Materials and Methods
The NPT methods detailed in this manuscript are derived from a key publication that outlines the theoretical and practical basis of NPT [12]. This foundational work explains how NPT utilizes chaos theory principles to facilitate neuromuscular reorganization and the recalibration of sensory-motor rhythms. These principles are crucial for understanding the therapeutic outcomes observed in the case studies presented in this paper. Thus, this reference is essential to the integrity and depth of the present study’s analysis.
The NPT employed in this study involves no direct physical manipulation of the patient. Instead, individuals perform exercises autonomously under the guidance of specialized coaching support. The exercises are standardized across various conditions, meaning that the same therapeutic approach is applied regardless of the patient’s age, injury, medical history, or specific disorder. The treatment follows a phased process, with session frequency during the initial phase varying based on the patient’s overall condition, ranging from daily sessions to alternate days or even several days apart.
No stretching or warm-up exercises are permitted to maintain the patient’s system in its normal resting state and free from perturbations until the NPT process begins. Initial assessment sessions aim to reveal the patient’s chronic systemic condition and their general interaction with and subjective perceptual response to environmental stimuli. As treatment progresses, the specific activities and equipment used are expanded and systematically adjusted based on the patient’s response to the initial sessions, in accordance with NPT’s unique methodologies. In subsequent treatment phases, more complex exercises are introduced, still utilizing light weights.
Research Ethics
To protect patient confidentiality, this manuscript refers to patients by their initials only. This method aligns with ethical guidelines for maintaining anonymity while discussing case studies. For example, I refer to patients as “Patient K” and “Patient C” instead of using their full names. All cases have been documented with informed consent for the use of their data in scientific publications, and testimonials have been anonymized where necessary.
4. Clinical Cases
Case Study 1: Patient K and Patient C from the McB Family
The McB family has a history of severe HSP across multiple generations. Patient K, aged 57 at the time of treatment, had been diagnosed with FSHD 30 years earlier, at 27 years of age. Patient K exhibited progressively deteriorating symptoms from his mid-40s until his initial presentation at the NeuroPhysics Institute on September 7, 2015. Upon evaluation, he displayed motor symptoms akin to those observed in cerebral palsy, including inwardly turned feet, a narrow-kneed gait, and a limited capacity to lift his legs at the knee, resulting in a stiff-legged walk. Objective analysis using Zebris gait and stance technology confirmed these deficits. Additionally, Patient K demonstrated difficulty keeping his palms open while walking, frequently clenching his hands into fists, particularly in his right hand. His trapezius muscles, especially on the right side, remained consistently tense.

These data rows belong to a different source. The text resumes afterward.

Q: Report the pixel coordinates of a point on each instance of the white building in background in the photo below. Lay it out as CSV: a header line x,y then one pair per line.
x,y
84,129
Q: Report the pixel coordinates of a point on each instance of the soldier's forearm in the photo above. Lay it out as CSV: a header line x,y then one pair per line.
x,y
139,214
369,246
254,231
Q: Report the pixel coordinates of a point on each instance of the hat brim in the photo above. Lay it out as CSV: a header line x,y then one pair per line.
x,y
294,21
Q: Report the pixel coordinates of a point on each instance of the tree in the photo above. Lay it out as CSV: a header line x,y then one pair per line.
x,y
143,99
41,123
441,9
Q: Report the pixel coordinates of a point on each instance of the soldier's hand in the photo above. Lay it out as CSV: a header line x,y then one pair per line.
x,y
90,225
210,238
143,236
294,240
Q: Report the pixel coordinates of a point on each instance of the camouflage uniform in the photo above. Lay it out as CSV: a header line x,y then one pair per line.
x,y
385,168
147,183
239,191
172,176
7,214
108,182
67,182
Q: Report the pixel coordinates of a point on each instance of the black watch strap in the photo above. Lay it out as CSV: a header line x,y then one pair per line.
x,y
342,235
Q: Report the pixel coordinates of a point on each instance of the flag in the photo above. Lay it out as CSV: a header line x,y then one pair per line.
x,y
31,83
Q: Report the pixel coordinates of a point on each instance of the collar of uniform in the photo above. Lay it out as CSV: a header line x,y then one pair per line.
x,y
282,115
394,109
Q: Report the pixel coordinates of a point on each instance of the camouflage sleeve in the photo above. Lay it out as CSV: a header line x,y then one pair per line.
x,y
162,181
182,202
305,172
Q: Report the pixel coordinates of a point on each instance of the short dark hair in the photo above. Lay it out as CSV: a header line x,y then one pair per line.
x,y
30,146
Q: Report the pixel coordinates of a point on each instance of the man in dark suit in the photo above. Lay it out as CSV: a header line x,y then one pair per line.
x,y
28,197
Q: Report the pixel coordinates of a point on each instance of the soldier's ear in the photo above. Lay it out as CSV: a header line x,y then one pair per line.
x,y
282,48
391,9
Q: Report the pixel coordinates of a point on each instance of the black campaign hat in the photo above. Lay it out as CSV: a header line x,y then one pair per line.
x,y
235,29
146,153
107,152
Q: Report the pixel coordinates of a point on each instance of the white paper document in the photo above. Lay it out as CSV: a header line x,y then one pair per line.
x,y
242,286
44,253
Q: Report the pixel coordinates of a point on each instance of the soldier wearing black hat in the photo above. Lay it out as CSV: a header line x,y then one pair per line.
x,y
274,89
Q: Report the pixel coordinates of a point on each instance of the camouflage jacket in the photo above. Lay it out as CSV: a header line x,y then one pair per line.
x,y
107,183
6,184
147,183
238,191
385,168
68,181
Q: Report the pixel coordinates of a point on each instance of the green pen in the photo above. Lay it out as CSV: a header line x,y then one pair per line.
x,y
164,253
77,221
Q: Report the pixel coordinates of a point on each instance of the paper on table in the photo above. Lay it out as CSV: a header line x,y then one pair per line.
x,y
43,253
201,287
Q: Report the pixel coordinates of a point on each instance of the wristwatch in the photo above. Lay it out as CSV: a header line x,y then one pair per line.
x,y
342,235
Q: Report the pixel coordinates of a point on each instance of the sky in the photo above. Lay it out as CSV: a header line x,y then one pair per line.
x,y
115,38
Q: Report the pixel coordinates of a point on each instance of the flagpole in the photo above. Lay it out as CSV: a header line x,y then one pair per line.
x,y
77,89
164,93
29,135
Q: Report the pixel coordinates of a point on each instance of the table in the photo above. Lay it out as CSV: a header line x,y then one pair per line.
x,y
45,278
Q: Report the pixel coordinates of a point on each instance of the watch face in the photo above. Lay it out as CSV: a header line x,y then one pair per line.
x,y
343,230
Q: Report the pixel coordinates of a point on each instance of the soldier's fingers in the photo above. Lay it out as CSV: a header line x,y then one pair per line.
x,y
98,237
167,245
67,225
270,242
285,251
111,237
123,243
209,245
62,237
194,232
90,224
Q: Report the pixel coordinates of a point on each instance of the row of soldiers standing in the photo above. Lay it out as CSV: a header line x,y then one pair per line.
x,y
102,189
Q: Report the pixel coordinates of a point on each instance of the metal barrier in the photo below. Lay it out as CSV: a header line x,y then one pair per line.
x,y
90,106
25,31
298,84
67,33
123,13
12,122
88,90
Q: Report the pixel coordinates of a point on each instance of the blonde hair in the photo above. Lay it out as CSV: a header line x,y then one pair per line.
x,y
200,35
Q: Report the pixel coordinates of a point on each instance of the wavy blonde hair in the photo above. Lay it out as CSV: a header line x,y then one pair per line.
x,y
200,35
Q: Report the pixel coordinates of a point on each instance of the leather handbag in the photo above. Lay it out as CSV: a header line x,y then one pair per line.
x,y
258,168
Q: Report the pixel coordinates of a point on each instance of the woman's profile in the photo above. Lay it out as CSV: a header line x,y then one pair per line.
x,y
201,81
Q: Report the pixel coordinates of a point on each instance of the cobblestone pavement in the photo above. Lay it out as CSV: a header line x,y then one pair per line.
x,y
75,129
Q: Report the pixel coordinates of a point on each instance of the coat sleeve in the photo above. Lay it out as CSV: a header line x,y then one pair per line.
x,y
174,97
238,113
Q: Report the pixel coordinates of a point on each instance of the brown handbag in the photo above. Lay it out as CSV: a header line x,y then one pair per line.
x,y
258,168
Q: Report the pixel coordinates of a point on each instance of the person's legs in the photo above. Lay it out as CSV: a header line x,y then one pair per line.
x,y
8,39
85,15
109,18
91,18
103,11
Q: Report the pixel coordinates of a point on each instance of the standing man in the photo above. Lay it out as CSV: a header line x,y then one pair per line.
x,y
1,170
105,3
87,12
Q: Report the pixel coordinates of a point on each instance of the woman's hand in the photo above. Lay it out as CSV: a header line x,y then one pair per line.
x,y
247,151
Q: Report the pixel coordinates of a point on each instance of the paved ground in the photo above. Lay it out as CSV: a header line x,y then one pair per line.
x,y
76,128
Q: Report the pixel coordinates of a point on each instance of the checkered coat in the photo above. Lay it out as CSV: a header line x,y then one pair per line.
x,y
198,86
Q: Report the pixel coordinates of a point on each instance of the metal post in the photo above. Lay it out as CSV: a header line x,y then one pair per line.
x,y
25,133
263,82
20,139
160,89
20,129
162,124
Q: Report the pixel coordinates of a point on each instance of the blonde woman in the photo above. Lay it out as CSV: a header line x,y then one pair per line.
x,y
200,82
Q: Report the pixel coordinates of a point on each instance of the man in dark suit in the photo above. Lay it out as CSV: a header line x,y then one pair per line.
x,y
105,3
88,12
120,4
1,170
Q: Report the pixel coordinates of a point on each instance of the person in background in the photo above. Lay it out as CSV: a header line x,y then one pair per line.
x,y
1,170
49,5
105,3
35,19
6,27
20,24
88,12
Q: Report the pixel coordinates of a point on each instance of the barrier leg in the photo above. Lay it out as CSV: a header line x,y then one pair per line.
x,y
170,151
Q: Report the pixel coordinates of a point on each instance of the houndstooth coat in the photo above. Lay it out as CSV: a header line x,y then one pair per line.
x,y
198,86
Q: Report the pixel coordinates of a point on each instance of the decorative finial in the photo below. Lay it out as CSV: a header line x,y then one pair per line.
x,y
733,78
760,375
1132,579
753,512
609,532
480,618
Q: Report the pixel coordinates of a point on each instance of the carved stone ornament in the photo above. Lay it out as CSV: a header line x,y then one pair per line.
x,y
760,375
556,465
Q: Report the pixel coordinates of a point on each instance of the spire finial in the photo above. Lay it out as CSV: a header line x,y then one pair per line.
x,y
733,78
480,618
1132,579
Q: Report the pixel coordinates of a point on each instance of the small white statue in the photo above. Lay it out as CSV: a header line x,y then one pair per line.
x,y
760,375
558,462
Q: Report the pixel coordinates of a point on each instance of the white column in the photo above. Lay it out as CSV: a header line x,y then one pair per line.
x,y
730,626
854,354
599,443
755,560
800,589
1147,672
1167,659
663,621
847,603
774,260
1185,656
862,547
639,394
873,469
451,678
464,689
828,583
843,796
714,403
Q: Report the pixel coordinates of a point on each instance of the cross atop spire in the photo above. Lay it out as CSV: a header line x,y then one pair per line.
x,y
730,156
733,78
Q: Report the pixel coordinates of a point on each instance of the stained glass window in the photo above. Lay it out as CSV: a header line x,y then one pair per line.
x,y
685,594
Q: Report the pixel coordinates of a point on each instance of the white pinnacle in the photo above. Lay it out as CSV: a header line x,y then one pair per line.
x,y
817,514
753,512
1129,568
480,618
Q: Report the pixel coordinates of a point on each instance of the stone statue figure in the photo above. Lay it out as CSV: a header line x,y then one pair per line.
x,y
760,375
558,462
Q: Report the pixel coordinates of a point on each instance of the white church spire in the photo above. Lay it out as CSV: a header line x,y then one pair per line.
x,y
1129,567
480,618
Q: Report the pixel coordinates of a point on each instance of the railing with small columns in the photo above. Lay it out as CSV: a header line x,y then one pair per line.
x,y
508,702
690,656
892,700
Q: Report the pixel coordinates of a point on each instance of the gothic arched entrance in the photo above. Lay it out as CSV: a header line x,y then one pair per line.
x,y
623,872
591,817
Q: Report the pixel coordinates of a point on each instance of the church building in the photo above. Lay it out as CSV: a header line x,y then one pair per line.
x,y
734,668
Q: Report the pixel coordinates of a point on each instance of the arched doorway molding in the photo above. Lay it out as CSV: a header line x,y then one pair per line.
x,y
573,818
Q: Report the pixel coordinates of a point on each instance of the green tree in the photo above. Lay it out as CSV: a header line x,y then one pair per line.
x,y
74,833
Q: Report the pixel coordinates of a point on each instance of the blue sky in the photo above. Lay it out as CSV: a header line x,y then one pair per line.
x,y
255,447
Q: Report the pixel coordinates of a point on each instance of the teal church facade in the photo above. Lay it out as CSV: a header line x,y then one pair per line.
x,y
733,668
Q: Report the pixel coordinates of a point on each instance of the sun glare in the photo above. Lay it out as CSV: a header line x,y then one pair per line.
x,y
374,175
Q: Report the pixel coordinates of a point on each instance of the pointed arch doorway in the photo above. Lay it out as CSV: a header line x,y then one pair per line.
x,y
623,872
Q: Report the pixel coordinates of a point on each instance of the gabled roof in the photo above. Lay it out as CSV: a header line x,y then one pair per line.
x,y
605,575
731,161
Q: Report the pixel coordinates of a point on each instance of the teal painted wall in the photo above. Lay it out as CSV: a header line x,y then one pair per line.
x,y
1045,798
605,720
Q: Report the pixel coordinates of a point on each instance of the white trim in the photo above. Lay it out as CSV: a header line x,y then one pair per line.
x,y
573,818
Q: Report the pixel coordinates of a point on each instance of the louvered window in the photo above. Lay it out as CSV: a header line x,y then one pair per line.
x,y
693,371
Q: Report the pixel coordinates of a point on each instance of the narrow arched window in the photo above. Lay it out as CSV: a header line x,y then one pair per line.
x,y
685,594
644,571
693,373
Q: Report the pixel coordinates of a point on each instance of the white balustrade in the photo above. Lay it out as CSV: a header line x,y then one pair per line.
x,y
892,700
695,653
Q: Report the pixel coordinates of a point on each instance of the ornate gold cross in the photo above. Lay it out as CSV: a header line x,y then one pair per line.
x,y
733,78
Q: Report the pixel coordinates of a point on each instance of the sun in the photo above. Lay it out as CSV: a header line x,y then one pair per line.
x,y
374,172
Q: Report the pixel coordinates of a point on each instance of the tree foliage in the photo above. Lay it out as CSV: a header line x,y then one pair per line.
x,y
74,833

Our preliminary clinical assessment indicated that Patient K was experiencing an Autonomic Nervous System (ANS) crisis, characterized by right hemisphere dominance. Since the left hemisphere controls the right side of the body, a dominance of the right hemisphere suggests reduced energy distribution to the left hemisphere, leading to significant inhibition of the right side of the body through the Sympathetic Nervous System (SNS). This dominance may create a positive feedback loop: increased recognition of HSP symptoms heightens the patient’s anxiety, which in turn exacerbates the symptoms.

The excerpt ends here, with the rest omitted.